I've had an eye on Puzzle Quest for a while now. It seemed like a bit of an odd duck. I mean, sure, you have the character generation, the item generation, turn based combat, and the generic story. Pretty standard RPG stuff, right? But Puzzle Quest breaks the standard RPG mould in an interesting way. Everything you do: combat, item creation, training mounts, capturing monsters and such is done with a Bejeweled grid.

Wait a minute, you haven't heard of Bejeweled?

Go get the wooden object you no doubt used for my last post. Smack yourself again.

For the record. I don't enjoy doing this to you.

Anyway, this game could have gone wrong in so many ways. But it works. It's fun. The presentation for the DS isn't great, and the story's a bit meh, and it's fucking hard sometimes, but it's still a lot of fun. So if you looking for an RPG that's a bit different, give it a shot. It's out for DS, PSP and soon for the PC. And there's even a demo.

And if you are having trouble getting it, just order online. No need to kill anyone.

Friday, March 16, 2007

Loathing

Yes, I know I have posted about it before, but everyone needs to play Kingdom of Loathing. It's a silly, fun, online RPG that's surprisingly challenging. It's also more than a bit Canadian. Which doesn't hurt. Just stay away from the goofballs.

I've also been playing a little game called: UFO Afterlight. It's a spiritual sequel to the much beloved and fucking awesome X:Com. Now, if you don't know what X:Com is, or was, stop reading right now. Go get something big and wooden, and smack yourself with it. Hurts, doesn't it? Well, that's what you get. Geez. Double whammy for not stopping when I told you.

For the rest of us, I assume that we are all looking for something to fill that void. Messed up aliens. Disposable soldiers. Base building. Dark corners. Hover tanks.
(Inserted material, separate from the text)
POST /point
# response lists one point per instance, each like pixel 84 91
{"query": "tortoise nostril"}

Thus, you should ask: is Afterlight it?

Well, almost.

It's torturous, because while Afterlight is a good game, and gets close to scratching the X:Com itch, it just isn't there. It's painful at times, because you know that with a bit more love, you'd be playing it for hours on end in your underoos. But as it is, Afterlight is simply good.

So maybe give the demo a try, and let me know what you think. But man, isn't it about fucking time that someone steps up and make the X:Com game that we all want to play? Isn't it!?

Other than that, I've been very lame. Thank you and good night.